Windows: On the other hand, Windows will almost always (nice feature in 2008 to install without it) have a GUI installed. If they are running an HTTP server it is most likely IIS. If you are running a mail server you can almost guarantee that it will be Exchange. Back end databases are almost always SQLServer or Oracle. You can also bet 50% or more are not patched up to date because the services provided by those servers are not in a cluster or behind a sprayer so the admins can't afford the downtime associated with the patch.
The main point is this. In the security realm, the larger the defined attack surface the more likely you are to be able to use one avenue to exploit and therefore compromise the server(s). Due to the wide differences in Linux distributions, and the fact the there is no "default" e-mail server, GUI, Window manager, scripting language, firewall settings, etc. that are common among all Linux installations. This means that a given attack or exploit will work on only a small percentage of Linux servers.
Compare that to Windows, where all servers essentially are configured identically within each release (Windows 2000, Windows 2003, ....). If they have a GUI installed it is the Windows GUI, it will have IE installed, it will have the Windows firewall, it will have .NET support installed, etc. This makes it much easier to exploit the server, because you have a large variety of services that are all identical running on every machine.
So it you exploit an IIS vulnerbility you can compromise the server running Windows. If you exploit an Apache vulnerability you may not be able to do anything on a Linux box because the Apache instance could by run in a chroot jail, SELinux or Bastille Linux configured.

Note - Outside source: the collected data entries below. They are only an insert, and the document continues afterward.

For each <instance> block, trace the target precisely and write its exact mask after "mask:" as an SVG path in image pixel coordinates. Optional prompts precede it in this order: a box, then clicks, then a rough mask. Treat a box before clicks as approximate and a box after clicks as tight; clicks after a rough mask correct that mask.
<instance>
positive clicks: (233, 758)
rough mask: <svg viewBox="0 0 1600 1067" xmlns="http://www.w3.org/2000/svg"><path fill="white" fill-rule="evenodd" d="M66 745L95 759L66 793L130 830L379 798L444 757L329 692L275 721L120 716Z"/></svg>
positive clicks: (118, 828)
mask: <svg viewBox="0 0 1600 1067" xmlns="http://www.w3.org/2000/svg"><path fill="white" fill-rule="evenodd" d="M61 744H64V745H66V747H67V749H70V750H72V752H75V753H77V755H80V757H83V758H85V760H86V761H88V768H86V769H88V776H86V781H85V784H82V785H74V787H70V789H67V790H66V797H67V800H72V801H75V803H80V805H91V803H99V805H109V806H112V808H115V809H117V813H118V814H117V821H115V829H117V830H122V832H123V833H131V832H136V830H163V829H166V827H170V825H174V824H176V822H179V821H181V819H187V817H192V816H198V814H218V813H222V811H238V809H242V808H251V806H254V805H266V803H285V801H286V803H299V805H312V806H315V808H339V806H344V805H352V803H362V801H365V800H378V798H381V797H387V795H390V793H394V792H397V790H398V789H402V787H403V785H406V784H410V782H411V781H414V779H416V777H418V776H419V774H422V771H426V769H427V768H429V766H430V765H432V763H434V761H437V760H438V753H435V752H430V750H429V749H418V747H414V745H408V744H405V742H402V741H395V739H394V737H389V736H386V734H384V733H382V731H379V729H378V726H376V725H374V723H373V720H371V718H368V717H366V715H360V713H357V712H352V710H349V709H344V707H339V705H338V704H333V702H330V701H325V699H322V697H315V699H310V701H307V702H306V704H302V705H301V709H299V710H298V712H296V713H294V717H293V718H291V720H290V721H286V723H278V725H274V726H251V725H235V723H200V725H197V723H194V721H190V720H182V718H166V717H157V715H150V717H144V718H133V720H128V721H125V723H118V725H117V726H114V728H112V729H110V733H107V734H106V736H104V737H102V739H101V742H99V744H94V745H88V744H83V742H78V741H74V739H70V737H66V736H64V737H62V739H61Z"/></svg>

The variety of products and distributions in Linux, while a little challenging from a SysAdmin standpoint at times, is actually an inadvertent security feature. Windows uniformity is helpful to Windows consultants and system admins, but makes for an easier to exploit product.
My two cents worth...
The only real way to measure real safety/security is with real numbers of how things actually work in the field. You can't deduce security. The only way to know how secure something is, is to measure the break-in rate. One important thing to understand about break-ins is that most are a result of end-user-mistakes. The main tool the U.S. and Britian used to break Inigma during WWII was thier knowledge that all German transmissions ended with the same phrase. The British used a brute force decoding, they simply tried every encoding sequence until they got one that decoded the last phrase to the content they knew it had. Operator error! The most common Windows and Linux attacks STILL rely on operator error.